During the campaign, Hall said she has spoken to many voters whose concerns about the city could be summed up into a single sentiment.
“People are fed up,” she said. “From the people I’ve spoken to and not right, taking credit for other people that are not feeling this way. People are tired of what’s going on. I think they want to feel like they matter. They want to feel that they are important and that they’re heard, and that even if you know the vote or the decision doesn’t go their way, that they can at least say, ‘You know what? We came. We’re at the table together. We had conversations and now we understand why it’s not going that way.’”
Mayoral candidate Susan Kuiler was also at Precinct 6 and shared some of the things voters have shared with her.
“I’ve had people mention overdevelopment,” she said. “I’ve had people talk about crime. Some have talked about homelessness, and I’m not equating homelessness and crime.”

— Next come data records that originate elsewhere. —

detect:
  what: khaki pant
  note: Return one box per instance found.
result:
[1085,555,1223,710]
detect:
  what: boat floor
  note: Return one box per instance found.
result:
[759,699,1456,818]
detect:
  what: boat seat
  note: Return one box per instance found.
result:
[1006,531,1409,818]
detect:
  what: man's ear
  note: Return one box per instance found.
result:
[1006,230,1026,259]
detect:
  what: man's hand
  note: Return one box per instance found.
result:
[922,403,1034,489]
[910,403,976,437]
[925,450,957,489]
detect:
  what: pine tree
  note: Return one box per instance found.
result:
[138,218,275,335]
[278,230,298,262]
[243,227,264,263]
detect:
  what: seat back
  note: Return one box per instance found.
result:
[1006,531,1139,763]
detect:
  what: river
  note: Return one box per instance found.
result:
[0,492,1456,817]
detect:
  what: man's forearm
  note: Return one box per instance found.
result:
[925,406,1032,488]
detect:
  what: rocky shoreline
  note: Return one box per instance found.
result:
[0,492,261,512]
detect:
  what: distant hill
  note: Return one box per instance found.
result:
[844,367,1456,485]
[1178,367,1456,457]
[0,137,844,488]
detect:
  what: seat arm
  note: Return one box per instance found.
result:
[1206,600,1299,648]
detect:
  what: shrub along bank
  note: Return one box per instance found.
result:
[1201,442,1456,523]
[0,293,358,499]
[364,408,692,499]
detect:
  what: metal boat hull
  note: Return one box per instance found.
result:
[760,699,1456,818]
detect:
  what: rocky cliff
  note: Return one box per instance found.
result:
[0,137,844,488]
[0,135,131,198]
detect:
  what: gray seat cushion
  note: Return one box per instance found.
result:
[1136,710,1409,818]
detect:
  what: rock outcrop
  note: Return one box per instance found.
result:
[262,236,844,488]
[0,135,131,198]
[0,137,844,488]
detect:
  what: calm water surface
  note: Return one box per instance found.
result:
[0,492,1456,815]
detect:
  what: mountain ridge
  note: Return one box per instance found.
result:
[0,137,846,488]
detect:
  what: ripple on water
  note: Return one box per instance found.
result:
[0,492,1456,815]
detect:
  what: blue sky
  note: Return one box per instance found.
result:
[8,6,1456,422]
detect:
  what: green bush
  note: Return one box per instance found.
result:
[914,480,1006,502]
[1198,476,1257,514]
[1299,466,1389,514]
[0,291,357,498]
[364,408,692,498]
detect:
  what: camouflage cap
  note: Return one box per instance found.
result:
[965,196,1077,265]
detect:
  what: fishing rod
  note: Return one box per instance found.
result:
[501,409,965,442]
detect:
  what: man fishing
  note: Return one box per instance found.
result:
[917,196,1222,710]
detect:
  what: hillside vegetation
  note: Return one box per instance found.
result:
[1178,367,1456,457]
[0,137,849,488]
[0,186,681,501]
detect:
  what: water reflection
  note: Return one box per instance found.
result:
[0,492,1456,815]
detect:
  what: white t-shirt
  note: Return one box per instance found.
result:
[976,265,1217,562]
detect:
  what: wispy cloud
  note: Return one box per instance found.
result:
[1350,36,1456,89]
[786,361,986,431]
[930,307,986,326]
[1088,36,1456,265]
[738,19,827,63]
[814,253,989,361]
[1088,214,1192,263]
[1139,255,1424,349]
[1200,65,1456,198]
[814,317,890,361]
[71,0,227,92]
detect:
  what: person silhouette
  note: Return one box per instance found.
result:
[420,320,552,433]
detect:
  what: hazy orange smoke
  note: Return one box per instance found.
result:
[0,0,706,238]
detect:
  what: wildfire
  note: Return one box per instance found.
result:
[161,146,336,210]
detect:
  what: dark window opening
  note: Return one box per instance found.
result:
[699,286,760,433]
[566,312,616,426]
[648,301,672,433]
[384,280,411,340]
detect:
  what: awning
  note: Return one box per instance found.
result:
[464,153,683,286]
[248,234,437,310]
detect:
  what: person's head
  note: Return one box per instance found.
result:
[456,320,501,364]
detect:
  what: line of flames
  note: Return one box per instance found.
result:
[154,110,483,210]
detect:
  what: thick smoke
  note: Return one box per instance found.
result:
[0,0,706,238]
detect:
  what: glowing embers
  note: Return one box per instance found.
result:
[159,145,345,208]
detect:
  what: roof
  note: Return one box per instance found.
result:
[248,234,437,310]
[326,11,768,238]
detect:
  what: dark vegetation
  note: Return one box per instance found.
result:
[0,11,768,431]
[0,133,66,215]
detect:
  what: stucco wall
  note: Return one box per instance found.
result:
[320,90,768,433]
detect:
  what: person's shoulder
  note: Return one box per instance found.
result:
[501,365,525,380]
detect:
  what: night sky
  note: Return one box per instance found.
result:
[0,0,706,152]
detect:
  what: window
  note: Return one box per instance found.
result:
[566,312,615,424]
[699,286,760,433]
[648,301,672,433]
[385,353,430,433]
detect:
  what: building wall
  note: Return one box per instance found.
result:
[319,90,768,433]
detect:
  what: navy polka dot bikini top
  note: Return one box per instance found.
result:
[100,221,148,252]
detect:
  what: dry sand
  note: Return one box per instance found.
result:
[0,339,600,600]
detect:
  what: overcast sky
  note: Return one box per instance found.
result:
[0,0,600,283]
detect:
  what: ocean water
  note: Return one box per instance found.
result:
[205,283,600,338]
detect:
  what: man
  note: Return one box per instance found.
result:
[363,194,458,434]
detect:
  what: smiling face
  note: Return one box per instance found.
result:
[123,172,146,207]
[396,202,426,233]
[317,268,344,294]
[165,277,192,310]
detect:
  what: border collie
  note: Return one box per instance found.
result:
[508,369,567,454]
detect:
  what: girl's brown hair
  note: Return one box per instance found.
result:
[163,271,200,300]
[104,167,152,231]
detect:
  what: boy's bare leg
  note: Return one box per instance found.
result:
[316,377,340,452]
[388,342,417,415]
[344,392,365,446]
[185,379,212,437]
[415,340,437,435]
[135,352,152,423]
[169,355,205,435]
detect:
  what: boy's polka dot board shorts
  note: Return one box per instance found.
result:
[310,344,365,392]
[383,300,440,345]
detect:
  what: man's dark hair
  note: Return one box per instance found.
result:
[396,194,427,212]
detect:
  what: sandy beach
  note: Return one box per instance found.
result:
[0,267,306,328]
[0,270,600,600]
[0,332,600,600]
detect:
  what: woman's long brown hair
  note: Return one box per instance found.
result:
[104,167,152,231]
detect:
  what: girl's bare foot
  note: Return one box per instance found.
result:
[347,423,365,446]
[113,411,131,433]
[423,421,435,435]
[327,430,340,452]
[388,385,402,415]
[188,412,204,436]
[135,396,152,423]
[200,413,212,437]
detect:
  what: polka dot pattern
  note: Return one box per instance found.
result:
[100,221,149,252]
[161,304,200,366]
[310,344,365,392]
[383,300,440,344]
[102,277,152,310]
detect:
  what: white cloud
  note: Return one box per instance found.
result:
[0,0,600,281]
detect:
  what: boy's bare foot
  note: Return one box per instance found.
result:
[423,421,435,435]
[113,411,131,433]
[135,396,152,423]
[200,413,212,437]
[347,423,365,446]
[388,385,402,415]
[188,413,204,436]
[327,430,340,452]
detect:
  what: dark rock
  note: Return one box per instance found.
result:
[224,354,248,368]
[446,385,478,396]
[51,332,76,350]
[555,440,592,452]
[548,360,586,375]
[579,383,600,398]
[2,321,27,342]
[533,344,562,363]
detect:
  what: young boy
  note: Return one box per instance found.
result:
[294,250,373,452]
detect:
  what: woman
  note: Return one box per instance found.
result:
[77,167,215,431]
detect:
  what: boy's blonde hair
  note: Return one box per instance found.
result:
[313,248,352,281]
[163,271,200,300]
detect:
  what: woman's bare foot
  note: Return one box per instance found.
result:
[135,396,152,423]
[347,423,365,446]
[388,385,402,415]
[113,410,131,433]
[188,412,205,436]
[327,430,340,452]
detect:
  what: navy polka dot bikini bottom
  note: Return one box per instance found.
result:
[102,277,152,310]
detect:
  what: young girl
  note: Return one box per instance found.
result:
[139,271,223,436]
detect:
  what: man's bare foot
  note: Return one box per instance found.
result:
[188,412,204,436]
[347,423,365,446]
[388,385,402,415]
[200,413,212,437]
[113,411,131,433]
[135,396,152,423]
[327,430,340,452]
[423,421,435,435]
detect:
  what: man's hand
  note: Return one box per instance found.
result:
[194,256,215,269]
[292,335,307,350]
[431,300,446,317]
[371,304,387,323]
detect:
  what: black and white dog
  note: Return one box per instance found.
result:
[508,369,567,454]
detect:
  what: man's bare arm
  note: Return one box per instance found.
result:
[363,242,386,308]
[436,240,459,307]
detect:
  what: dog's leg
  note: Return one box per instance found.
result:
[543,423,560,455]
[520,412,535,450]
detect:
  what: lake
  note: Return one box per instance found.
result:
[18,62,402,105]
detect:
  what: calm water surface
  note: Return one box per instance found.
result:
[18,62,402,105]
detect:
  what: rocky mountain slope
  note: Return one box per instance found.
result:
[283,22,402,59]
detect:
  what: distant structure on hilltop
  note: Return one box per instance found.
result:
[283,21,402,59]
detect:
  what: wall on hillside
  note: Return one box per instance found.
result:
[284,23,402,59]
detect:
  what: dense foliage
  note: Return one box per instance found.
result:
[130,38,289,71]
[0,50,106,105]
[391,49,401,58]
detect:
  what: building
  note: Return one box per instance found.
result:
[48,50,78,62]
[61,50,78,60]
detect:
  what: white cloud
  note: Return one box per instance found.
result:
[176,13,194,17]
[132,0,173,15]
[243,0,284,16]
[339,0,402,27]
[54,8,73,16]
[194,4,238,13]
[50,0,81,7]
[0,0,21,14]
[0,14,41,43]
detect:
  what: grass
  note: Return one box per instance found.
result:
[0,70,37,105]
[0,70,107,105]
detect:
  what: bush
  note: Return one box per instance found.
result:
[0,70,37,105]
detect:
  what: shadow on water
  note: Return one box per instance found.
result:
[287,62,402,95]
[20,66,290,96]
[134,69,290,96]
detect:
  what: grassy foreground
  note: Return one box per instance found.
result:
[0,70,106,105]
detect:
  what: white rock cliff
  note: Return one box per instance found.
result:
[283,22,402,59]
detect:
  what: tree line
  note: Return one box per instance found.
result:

Jon Stehle, a current member of the city council who decided not to seek reelection this year, was at Precinct 6 answering voters’ questions and handing out sample ballots for the City of Fairfax Democratic Committee. This is the second time that group has endorsed candidates running in city races.
Traditionally, city elections have been nonpartisan and independent, but that changed in 2022 when the Fairfax City Democratic Committee endorsed a slate of candidates running for mayor and city council for the first time and handed out sample ballots at the polls.
“Any time you have a November election, when there’s a top of the ticket, it makes sense to have people have conversations about how they align with the candidates at the top,” Stehle said. “That’s exactly appropriate. It is non-partisan by definition, right? That is the way it works. There is no ‘R’ or ‘D’ on the ballot and that’s good.”
All candidates running for local office appear as independent on the official ballot because the City Charter and the Code of Virginia do not specifically bar endorsement by a political party.